К «Рус[скому] совр[еменнику]» Серапионы относятся сдержанно. Он не то чтобы академичен, а как-то сух, строг и в то же время неровен. Есть много наивностей. В отделе критики самые живые люди засыхают, потому что чувствуют накрахмаленное окружение. Пока еще есть надежда на то, что журнал выровняется. Однако... какие же мы «современники» Козьмы Пруткова, Щедрина и даже Андреева? Я дал рассказ «Тишина» для одного из ближайших номеров; пойдет, вероятно, в № 3. Это — единственный рассказ, написанный мною во время работы над романом. Написал я его после житья в Дорогобужских дебрях, в деревне, где еще жгут лучину и верят одним колдунам. Он вышел чуточку старомодным, вроде «Сада». Я отдыхал на нем от тряски и ухабов романа, в котором еще не все отстоялось и многое не отстоится вообще.

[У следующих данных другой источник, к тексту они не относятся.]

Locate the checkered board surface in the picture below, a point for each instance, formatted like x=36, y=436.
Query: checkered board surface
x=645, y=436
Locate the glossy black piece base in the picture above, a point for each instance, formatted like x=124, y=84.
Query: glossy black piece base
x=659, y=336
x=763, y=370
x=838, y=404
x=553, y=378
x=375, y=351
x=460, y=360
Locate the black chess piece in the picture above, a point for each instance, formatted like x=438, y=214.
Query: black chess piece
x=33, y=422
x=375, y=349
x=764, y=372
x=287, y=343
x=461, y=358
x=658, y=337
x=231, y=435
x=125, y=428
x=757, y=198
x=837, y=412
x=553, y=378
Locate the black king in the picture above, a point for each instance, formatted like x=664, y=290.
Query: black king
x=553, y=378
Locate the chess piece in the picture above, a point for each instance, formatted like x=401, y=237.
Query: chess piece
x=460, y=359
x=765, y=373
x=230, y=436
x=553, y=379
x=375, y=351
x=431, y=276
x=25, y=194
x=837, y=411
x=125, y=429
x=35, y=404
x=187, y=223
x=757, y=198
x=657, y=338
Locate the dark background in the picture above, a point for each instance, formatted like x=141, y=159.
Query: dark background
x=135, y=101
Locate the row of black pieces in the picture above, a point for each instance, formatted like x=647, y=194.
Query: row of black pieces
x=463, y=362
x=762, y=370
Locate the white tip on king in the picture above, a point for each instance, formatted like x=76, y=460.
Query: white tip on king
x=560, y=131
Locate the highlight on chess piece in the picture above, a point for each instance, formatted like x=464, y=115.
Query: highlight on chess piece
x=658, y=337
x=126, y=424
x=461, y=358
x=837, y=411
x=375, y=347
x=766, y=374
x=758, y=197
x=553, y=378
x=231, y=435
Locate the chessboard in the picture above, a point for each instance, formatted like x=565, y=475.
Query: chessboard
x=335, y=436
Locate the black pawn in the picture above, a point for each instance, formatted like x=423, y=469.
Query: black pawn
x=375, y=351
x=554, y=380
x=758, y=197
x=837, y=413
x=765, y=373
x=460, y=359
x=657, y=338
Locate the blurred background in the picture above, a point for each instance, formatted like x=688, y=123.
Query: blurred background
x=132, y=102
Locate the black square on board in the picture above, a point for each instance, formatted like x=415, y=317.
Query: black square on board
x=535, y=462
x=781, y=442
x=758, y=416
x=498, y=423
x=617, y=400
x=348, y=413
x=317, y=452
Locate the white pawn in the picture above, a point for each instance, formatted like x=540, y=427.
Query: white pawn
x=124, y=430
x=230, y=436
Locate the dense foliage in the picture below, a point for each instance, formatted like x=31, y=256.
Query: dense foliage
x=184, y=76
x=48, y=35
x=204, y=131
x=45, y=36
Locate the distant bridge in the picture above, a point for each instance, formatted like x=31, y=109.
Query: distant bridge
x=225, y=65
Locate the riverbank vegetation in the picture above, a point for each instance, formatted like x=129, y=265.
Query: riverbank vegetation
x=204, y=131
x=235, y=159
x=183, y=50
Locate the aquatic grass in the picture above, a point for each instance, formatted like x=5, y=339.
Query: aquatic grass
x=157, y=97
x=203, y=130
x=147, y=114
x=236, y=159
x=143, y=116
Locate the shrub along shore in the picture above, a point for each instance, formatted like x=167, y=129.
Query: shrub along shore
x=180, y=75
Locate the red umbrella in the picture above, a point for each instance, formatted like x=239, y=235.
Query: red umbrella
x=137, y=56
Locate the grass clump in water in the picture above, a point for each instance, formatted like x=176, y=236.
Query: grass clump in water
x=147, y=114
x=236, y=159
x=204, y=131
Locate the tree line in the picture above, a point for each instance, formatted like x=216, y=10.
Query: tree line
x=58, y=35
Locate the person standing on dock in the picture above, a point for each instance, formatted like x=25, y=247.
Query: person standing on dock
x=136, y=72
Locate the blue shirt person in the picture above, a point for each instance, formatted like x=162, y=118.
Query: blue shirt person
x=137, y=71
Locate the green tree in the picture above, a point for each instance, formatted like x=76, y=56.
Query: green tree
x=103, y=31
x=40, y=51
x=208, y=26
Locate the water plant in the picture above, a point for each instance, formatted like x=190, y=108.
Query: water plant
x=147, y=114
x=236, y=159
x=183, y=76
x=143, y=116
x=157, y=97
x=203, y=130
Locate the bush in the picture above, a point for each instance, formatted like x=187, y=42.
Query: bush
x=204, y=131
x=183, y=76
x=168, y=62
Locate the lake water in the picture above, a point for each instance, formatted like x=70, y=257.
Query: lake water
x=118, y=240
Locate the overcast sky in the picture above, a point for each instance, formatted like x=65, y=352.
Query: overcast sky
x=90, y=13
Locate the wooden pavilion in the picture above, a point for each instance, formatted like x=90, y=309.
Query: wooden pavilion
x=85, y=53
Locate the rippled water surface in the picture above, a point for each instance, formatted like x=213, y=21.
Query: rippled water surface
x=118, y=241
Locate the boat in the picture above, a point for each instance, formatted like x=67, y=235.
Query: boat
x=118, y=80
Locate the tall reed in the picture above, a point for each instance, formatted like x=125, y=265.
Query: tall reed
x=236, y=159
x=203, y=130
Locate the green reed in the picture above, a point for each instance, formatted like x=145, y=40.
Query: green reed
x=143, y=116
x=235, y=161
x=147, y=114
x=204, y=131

Этот роман занимает меня целиком вот уже почти два года. Сейчас я оканчиваю его, в августе сдаю в набор. Выйдет он осенью, сразу книгой. Кое-какие главы будут напечатаны в журналах, но целиком провести роман в журнале не удастся. Название его «Города и годы». Материал — война и — отчасти — революция. На три четверти роман германский: действие развивается в немецком городишке, на фоне обывательского «тыла». Я до такой степени влез в Германию, что сплошь и рядом не пишу, а «перевожу» с немецкого, думаю по-немецки и чувствую. Когда перехожу на русскую землю, к русским людям, к русской речи — испытываю непреоборимые трудности: чужой материал! Я попробовал в этом романе сдвинуть пласты общественного материала механикой авантюрно-романтического сюжета. Но я — не Каверин, не часовщик и не математик, и — вероятно — расчеты мои очень часто неверны: то чересчур много общественности и мало авантюры, то наоборот. Композиция — самая трудная на свете вещь. На первый взгляд в большом романе («Города и годы» будут по объему листов 17) легко спрятать концы в воду, а на деле, наверно, всякая лишняя косточка торчит и выпирает корявой стрехой.